Damage and Deterioration

If you work in a building that contains installed asbestos products, be alert to detect any deterioration of ACM and report it to ES&RM.

TSI and surfacing ACM are potentially more friable, are much more common, and have more maintenance and repair activities performed on them than other ACM. Every removal activity involving ACM is capable of releasing friable airborne fibers at hazardous levels. Always avoid any contact with ACM that disturbs its position or arrangement, renders it friable, or generates visible debris.

Visibly damaged, degraded, or friable ACM in the vicinity are always indicators that surface debris or dust could be contaminated with asbestos. Assume such dust or debris contains asbestos fibers. Examples of damage or activity that can cause fiber release from ACM:

  • Drilling
  • Cutting
  • Sanding
  • Lifting, moving, or otherwise disturbing ceiling tile
  • Abrasion
  • Impact from other objects
  • Weathering
  • Vibration
  • Fans and blowers
  • Chemical spills, leaks, or fumes

Fiber Release Episodes

Asbestos fibers pose little hazard if they remain bonded together. However, disturbing asbestos-containing material may release fibers small enough to be inhaled.

If a ACM or PACM material is disturbed to the extent that fibers could have been released, immediately leave the area and report the release to the Maintenance Safety Coordinator via the Physical Facilities Service Desk.

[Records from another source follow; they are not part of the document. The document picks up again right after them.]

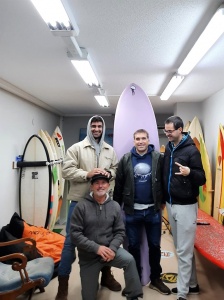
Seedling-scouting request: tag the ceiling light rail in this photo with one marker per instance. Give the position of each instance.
(207, 39)
(60, 20)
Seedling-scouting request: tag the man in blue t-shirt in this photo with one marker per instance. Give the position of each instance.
(138, 187)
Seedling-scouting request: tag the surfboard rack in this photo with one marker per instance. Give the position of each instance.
(25, 164)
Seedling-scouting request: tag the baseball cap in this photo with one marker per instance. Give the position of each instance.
(99, 176)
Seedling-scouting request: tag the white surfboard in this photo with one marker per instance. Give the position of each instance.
(35, 183)
(58, 142)
(54, 183)
(134, 111)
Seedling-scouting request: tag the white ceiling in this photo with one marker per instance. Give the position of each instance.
(129, 41)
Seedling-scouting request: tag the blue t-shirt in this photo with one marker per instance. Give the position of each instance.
(142, 168)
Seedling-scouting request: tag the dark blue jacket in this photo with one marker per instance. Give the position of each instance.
(124, 182)
(182, 189)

Reducing exposure potential when working with or around known asbestos-containing materials

If your duties require you to perform maintenance or custodial work around installed asbestos products, learn and follow these general precautions:

  • Never cut through pipe insulation.
  • Never drill holes or hammer nails in ceilings or surfaced walls.
  • Don't remove ceiling tiles or light fixtures from suspended ceiling grids.
  • Never install curtains, drapes, or blinds in a way that damages any potential ACM.
  • Try to avoid scraping floor tiles, walls, or ductwork when moving furniture.
  • Never remove ventilation system filters or shake the filters to remove dust.
  • Don’t dust, sweep up debris or vacuum carpets in areas that may contain asbestos-contaminated waste.
  • If you find any material that you suspect may contain asbestos, notify ES&RM.
  • Heed the labels on asbestos products or asbestos waste that warn against causing dust or breathing airborne fibers.
  • Observe the following care measures for asbestos-containing flooring material:

Do not sand asbestos-containing floor material.
Use low abrasion pads at speeds lower than 300 rpm and wet methods for stripping finishes.
Perform burnishing or dry buffing only on asbestos-containing flooring which has sufficient finish so that the pad cannot contact the asbestos-containing material.
Never sand asbestos-containing flooring material.